There are differing opinions on the impact choice programs have on public schools that lose students. Among the hypotheses that have been advanced are that those schools are forced to improve to compete for students, that the loss of resources from lower enrollment hurts them or that choice-induced changes to their student bodies disadvantages those who remained. Another question surrounds the time path of the impacts, whether they come suddenly or grow as the school choice program evolves.

In the US various studies showed small but positive short-term effects of the introduction of private school voucher programs on public school students’ test scores. Longer-term studies of Milwaukee and North Carolina students showed modestly positive effects. In NC, competition increased over two years, totaling roughly 25%.

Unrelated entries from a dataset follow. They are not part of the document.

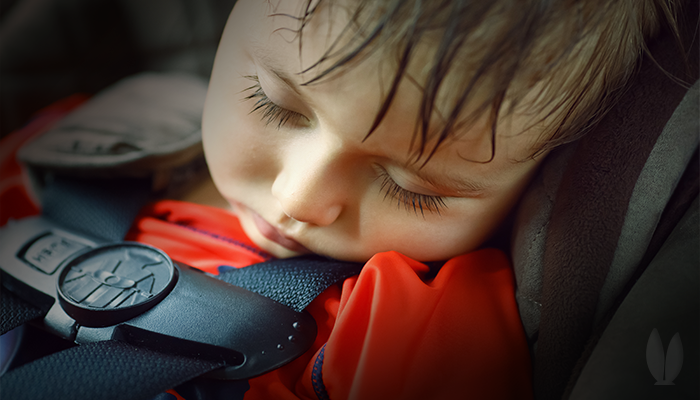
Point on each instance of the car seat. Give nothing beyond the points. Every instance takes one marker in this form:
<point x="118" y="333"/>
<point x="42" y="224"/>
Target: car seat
<point x="606" y="238"/>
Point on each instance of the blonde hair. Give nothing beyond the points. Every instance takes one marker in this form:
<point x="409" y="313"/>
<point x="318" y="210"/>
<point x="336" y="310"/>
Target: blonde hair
<point x="568" y="57"/>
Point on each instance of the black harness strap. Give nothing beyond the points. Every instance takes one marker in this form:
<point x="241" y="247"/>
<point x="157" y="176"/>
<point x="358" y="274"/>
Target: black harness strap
<point x="115" y="370"/>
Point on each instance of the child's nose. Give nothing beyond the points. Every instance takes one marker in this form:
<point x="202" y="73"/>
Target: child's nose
<point x="310" y="188"/>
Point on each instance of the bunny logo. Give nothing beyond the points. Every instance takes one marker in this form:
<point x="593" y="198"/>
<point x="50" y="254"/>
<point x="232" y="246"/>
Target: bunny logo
<point x="655" y="358"/>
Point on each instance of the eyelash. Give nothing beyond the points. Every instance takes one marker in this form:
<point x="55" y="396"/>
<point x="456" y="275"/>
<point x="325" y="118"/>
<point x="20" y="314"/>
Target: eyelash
<point x="270" y="111"/>
<point x="410" y="199"/>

A study of scale up of Massachusetts charter programs reported small positive effects on test scores.

== Results ==
A 2023 study published in the American Economic Journal: Economic Policy examined the effects of the Florida Tax Credit Scholarship Program on students remaining in public schools as the program scaled up over roughly 15 years. Using student-level school records matched to birth records and a student fixed-effects design, the authors found that public-school students in areas with greater pre-program private-school options experienced growing benefits, including higher standardized test scores in reading and mathematics and lower rates of absences and suspensions. The gains were largest for lower socioeconomic status students (those with lower income families and with lower maternal education levels), though statistically significant yet smaller positive effects were also observed for higher-SES students. The results were robust to changes in student composition and school resources: both local and district-wide private school competition independently contributed to the outcomes.

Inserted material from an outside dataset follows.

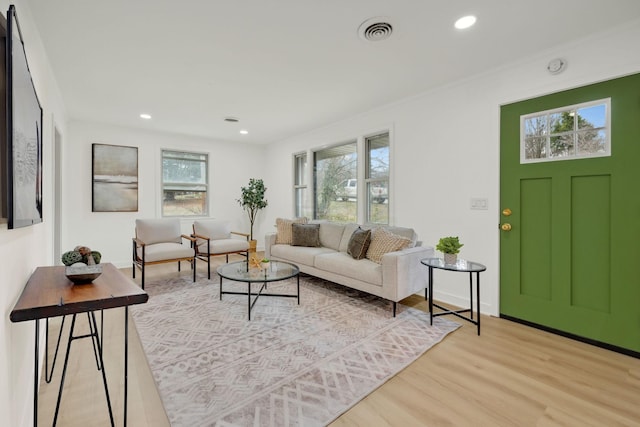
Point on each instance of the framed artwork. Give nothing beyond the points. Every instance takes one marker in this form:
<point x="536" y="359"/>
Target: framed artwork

A 2019 Urban Institute study examined the effects of the Florida Tax Credit Scholarship Program on postsecondary outcomes. It reported that 57% of FTC participants enrolled in college, compared with just 51% of similar non-participants. FTC students were more likely to enroll full-time and showed higher enrollment rates across both two-year and four-year institutions. They were also somewhat more likely to earn bachelor's degrees, with little difference observed in associate's degree attainment. The program's estimated impact on both college enrollment and degree completion increased with the number of years of FTC participation.